The state has been pursuing Mr. Hyatt for 26 years, alleging that he owes millions in back taxes and penalties from capital gains from a computer patent he owns. The dispute centers over whether Mr. Hyatt lived in California or Nevada at the time he made the profits. Despite facing a roughly $55 million tax bill, the Board voted to significantly reduce the amount he owes.
For years, the BOE has been an obscure board that administers several taxes and hears tax dispute appeals like Mr. Hyatt’s case.
Recent scandals have rocked the agency. One board member spent $118,000 on office furniture. A Department of Finance audit found that tax collectors were required to work as parking lot attendants at BOE events, while the Board spent lavishly on self-promoting outreach events. These findings rightfully outraged taxpayers. Most recently, we learned that there is an ongoing nepotism problem among the Board’s staff.
Former White House Chief of Staff Rahm Emanuel once famously said that, “you never let a serious crisis go to waste.” Governor Brown and Legislative Democrats took his advice recently in seizing the chance to neuter the scandal-plagued BOE.
But rather than responsibly reform the BOE, Governor Brown and lawmakers decimated it. Most of its tax authority and workforce were transferred to a new state bureaucracy, the Department of Tax and Fee Administration. The new authority was up-and-running in just 2 weeks. Another newly-created department to launch in January will act as the state’s tax court. Until then, the BOE will hear these cases.
As Cal Tax president Teresa Casazza wrote, “the changes would make the tax system less accountable to the public, and focused on revenue first, fairness second.”

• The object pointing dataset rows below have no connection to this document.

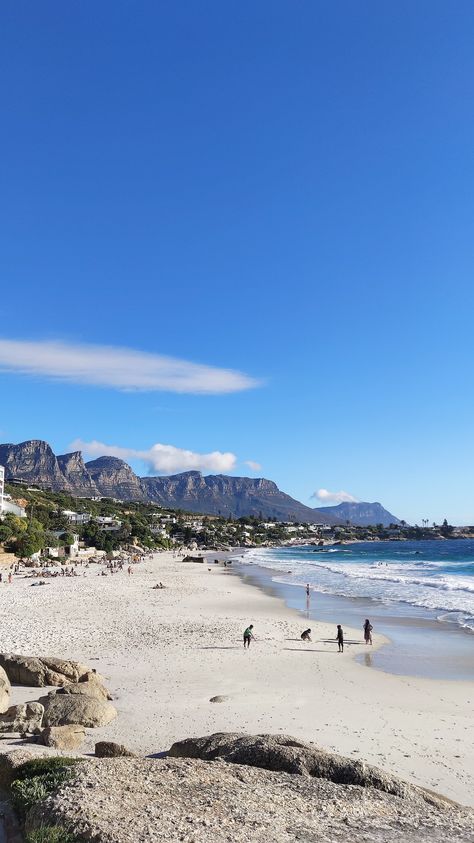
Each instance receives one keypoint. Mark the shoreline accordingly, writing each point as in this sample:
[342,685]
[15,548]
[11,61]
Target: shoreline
[413,643]
[164,653]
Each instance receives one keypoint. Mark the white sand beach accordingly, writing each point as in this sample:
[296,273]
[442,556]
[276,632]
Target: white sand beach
[166,652]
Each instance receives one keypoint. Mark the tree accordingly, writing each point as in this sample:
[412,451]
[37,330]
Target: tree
[31,540]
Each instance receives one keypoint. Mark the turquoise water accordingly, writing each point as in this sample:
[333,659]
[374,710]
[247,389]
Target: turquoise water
[434,579]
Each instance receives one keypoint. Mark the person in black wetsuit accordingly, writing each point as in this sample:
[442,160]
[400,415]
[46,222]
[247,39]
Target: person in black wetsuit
[248,635]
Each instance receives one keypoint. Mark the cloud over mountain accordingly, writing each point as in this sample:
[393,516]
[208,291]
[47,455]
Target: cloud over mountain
[117,368]
[325,496]
[165,459]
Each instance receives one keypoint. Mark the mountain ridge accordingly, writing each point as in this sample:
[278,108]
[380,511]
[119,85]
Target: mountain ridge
[360,513]
[35,462]
[215,494]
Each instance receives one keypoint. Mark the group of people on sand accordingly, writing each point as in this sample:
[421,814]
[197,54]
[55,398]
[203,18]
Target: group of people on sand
[306,635]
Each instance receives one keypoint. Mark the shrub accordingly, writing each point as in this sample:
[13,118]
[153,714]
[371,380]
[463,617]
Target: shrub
[36,779]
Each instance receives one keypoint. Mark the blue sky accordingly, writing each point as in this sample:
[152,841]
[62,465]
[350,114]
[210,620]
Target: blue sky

Mr. Hyatt’s case shows why an independent BOE comprised of elected officials is important. He was treated so badly by state tax officials that he won a jury verdict against the State of California in a civil lawsuit he filed against the state over his treatment.

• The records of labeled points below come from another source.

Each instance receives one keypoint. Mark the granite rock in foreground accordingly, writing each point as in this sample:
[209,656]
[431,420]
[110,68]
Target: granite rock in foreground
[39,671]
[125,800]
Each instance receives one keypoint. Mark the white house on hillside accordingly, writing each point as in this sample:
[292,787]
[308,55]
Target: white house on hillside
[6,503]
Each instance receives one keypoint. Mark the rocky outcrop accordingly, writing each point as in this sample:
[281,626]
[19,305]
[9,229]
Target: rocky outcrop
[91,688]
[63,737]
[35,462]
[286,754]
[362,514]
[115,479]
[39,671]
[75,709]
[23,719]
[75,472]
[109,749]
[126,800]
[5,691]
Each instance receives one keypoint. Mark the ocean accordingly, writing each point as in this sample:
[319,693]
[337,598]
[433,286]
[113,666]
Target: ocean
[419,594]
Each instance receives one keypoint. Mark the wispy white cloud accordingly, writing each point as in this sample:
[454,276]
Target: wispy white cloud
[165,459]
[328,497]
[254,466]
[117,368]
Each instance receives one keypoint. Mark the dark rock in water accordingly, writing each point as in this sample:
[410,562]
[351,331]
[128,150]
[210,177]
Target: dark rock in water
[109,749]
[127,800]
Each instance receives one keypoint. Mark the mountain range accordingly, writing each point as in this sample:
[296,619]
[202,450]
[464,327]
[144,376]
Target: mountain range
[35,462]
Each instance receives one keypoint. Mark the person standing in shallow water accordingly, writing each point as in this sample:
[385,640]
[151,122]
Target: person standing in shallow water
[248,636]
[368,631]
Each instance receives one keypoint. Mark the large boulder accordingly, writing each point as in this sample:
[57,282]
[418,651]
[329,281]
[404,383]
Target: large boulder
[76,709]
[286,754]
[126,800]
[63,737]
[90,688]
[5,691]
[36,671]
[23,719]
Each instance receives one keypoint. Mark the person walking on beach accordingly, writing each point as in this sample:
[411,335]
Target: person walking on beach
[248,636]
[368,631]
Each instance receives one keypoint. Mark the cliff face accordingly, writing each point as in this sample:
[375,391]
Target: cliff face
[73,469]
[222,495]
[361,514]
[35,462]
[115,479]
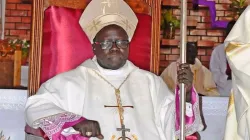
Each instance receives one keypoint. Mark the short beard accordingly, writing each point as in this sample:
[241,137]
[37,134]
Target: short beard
[107,66]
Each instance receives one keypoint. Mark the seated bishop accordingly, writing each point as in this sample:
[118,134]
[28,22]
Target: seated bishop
[237,52]
[108,97]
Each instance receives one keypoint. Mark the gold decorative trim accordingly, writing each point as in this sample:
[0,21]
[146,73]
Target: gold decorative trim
[36,46]
[37,34]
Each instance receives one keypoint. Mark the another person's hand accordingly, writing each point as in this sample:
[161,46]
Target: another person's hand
[89,128]
[185,76]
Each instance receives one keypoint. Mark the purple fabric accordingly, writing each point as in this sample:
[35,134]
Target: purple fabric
[59,136]
[211,4]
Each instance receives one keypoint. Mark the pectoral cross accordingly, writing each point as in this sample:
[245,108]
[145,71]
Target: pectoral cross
[123,129]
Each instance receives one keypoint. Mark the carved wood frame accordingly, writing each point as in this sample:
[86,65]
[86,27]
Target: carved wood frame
[37,34]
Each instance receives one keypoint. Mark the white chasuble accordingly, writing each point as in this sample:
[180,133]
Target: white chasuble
[149,107]
[237,51]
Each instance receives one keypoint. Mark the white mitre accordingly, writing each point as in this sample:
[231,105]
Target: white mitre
[101,13]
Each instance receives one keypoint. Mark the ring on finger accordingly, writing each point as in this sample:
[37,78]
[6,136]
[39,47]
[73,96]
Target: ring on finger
[88,134]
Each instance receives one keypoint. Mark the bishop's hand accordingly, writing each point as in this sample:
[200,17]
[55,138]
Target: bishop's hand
[89,128]
[185,76]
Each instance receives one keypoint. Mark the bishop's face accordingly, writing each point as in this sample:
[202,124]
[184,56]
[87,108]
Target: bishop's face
[111,47]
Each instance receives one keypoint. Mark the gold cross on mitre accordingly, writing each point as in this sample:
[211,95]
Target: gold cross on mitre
[109,6]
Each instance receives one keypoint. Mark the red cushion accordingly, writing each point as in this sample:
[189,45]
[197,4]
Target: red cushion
[65,45]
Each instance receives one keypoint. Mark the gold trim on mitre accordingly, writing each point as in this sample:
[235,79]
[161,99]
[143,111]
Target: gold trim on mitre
[101,13]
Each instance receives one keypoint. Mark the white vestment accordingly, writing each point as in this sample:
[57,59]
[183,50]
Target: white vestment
[83,92]
[218,67]
[238,52]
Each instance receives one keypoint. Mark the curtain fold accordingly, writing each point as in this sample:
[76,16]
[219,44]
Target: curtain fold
[2,17]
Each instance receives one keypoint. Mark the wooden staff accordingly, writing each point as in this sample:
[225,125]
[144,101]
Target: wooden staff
[183,41]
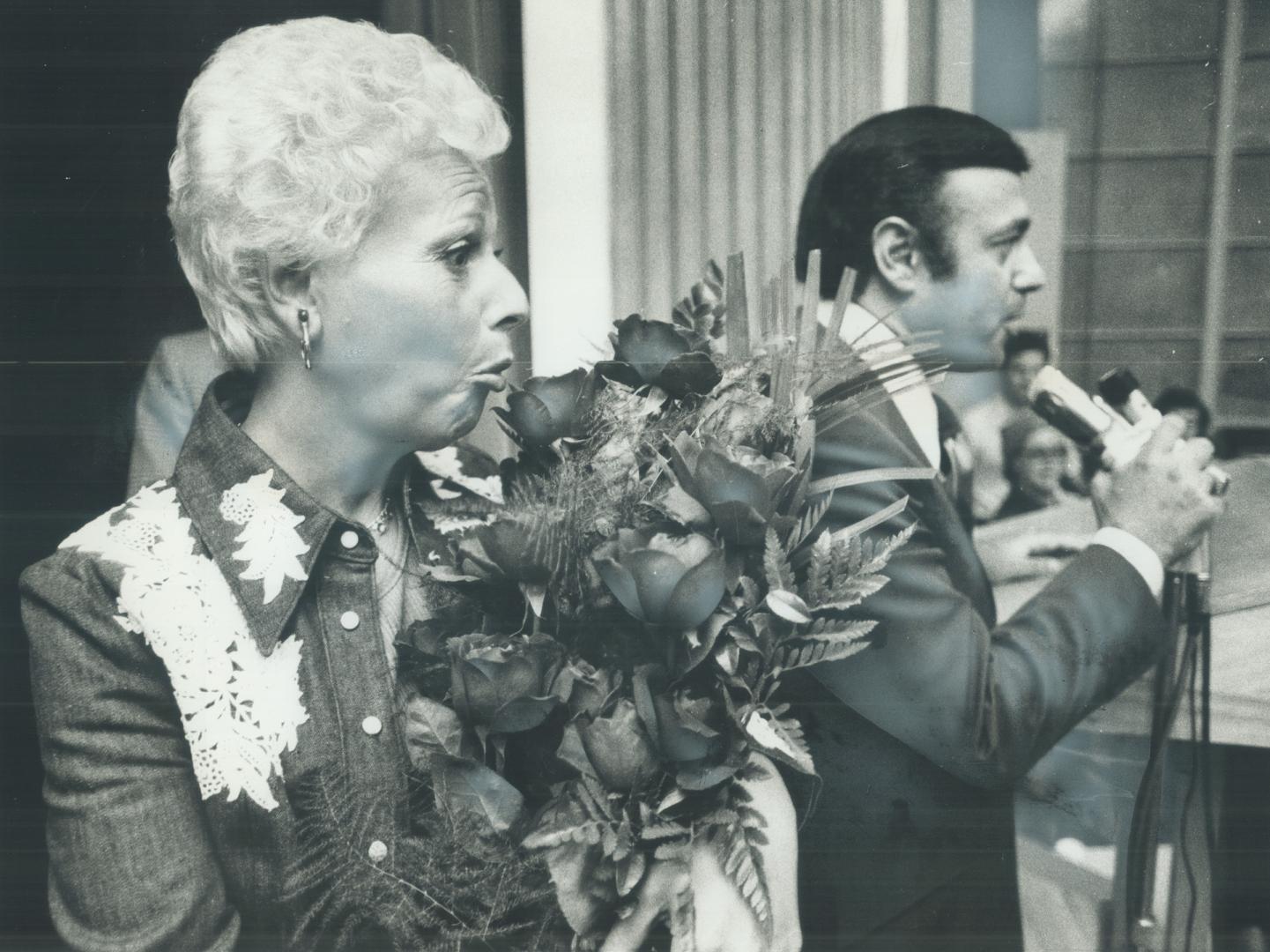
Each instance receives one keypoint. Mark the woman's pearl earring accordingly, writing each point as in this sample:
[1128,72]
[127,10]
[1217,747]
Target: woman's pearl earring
[305,348]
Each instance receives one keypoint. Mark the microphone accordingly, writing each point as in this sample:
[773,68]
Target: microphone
[1120,389]
[1095,425]
[1085,420]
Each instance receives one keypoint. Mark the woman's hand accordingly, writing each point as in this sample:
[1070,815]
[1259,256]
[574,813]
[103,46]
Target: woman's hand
[723,919]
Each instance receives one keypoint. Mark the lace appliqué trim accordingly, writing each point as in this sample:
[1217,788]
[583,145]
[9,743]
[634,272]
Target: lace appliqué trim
[239,708]
[271,543]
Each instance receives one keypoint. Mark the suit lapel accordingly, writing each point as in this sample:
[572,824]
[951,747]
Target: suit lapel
[938,509]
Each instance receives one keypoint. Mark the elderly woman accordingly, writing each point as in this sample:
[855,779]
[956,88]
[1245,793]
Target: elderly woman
[1034,460]
[227,633]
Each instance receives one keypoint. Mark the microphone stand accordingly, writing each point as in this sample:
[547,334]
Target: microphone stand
[1106,428]
[1186,609]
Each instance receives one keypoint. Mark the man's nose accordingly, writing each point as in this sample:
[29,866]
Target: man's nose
[509,308]
[1029,276]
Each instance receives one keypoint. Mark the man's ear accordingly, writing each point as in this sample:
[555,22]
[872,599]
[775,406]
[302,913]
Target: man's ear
[897,255]
[287,290]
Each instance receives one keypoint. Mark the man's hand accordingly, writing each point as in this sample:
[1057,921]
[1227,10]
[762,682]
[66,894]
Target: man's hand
[1163,496]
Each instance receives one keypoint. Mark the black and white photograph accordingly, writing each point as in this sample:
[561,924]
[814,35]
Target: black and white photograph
[629,476]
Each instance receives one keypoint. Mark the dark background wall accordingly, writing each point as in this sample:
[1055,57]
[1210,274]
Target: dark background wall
[89,95]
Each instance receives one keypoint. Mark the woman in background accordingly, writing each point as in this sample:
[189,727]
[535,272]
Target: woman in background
[225,636]
[1034,459]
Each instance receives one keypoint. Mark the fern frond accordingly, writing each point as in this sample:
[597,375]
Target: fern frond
[775,563]
[836,644]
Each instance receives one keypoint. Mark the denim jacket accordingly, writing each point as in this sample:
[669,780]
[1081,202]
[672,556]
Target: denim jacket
[195,651]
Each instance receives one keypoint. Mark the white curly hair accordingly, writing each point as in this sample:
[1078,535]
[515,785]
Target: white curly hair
[286,143]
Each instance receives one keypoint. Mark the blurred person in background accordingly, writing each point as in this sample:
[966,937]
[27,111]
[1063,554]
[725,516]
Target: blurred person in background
[1185,403]
[1036,457]
[1025,353]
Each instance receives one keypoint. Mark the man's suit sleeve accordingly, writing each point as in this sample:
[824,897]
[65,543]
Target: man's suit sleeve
[178,374]
[982,703]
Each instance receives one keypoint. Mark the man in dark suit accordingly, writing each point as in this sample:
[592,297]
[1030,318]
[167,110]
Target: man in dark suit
[920,739]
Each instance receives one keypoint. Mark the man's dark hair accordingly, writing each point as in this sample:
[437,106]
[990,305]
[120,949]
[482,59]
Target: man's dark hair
[1021,341]
[1184,398]
[893,164]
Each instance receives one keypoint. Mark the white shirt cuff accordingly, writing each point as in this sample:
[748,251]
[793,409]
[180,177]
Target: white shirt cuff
[1137,553]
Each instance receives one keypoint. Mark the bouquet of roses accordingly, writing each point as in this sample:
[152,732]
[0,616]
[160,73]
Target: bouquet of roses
[636,584]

Right now, Californians can appeal their tax disputes directly to the elected Board. Under the new law, an administrative law judge who is accountable to no one will preside. Mr. Hyatt certainly would have never had the chance to get a fair hearing under the new system.
Assemblyman Sebastian Ridley-Thomas, who pushed for alternative BOE reforms, said that the Legislature “cannot call for greater accountability and transparency with a reform that is developed in a backroom.” He’s right.

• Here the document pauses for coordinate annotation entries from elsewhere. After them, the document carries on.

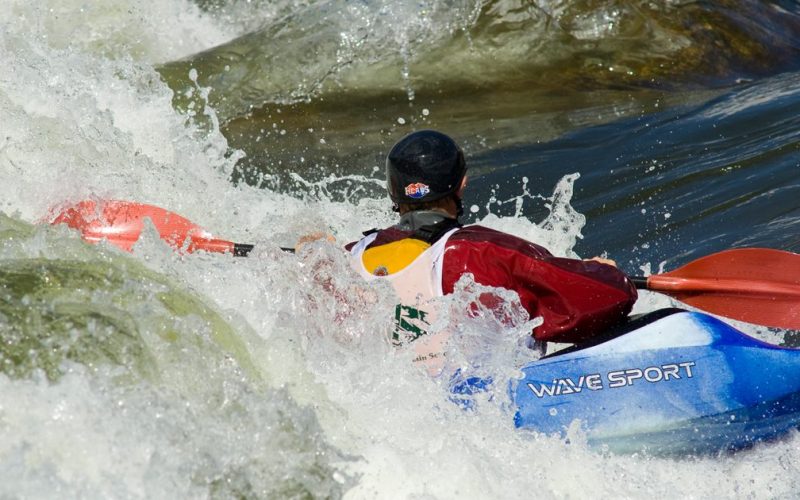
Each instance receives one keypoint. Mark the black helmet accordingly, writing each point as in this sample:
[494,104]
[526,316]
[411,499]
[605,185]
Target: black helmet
[424,166]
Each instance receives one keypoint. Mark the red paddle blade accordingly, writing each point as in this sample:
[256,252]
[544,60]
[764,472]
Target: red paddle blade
[756,285]
[121,223]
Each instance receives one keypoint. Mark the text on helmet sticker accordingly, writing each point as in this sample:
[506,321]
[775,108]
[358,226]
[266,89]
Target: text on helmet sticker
[417,190]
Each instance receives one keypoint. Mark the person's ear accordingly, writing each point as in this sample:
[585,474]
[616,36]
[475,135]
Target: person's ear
[461,188]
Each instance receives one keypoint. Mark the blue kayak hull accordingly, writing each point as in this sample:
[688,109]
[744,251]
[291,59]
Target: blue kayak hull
[684,384]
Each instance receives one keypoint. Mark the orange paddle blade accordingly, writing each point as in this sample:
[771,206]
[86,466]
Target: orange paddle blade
[121,223]
[756,285]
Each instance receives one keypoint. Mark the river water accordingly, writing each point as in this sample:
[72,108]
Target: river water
[651,132]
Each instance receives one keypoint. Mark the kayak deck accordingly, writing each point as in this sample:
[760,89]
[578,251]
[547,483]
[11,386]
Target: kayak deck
[685,383]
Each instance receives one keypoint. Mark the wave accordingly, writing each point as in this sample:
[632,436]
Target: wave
[334,49]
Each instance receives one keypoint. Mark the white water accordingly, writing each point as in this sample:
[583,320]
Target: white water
[79,121]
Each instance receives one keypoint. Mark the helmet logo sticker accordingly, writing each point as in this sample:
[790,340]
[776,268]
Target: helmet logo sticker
[417,190]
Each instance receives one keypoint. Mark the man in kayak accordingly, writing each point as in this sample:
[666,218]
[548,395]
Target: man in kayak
[429,250]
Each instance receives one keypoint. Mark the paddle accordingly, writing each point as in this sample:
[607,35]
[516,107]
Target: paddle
[121,223]
[755,285]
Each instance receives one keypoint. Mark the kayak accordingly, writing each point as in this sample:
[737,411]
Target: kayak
[671,383]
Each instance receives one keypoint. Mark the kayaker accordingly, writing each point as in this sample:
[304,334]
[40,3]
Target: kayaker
[429,250]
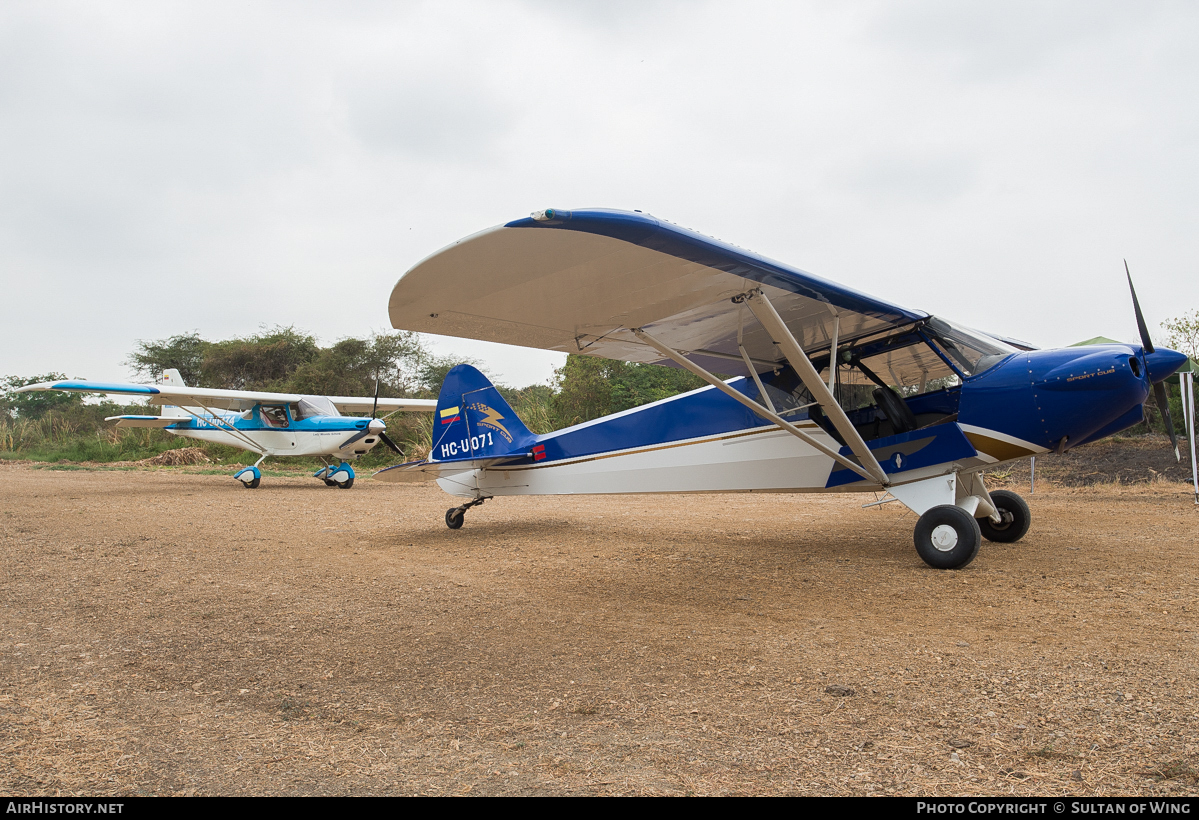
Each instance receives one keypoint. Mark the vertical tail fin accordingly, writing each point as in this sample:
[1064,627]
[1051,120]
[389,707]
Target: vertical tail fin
[473,421]
[172,377]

By whacking the BOE (they will still oversee property and insurance taxes, and alcohol excise taxes), creating a massive new tax bureaucracy, and empowering bureaucrats, not much will have been done to stop the legitimate and troubling allegations of malfeasance. In the end, all taxpayers will have to show for it are higher costs and even less accountability.
Tim Anaya is Communications Director for the Pacific Research Institute.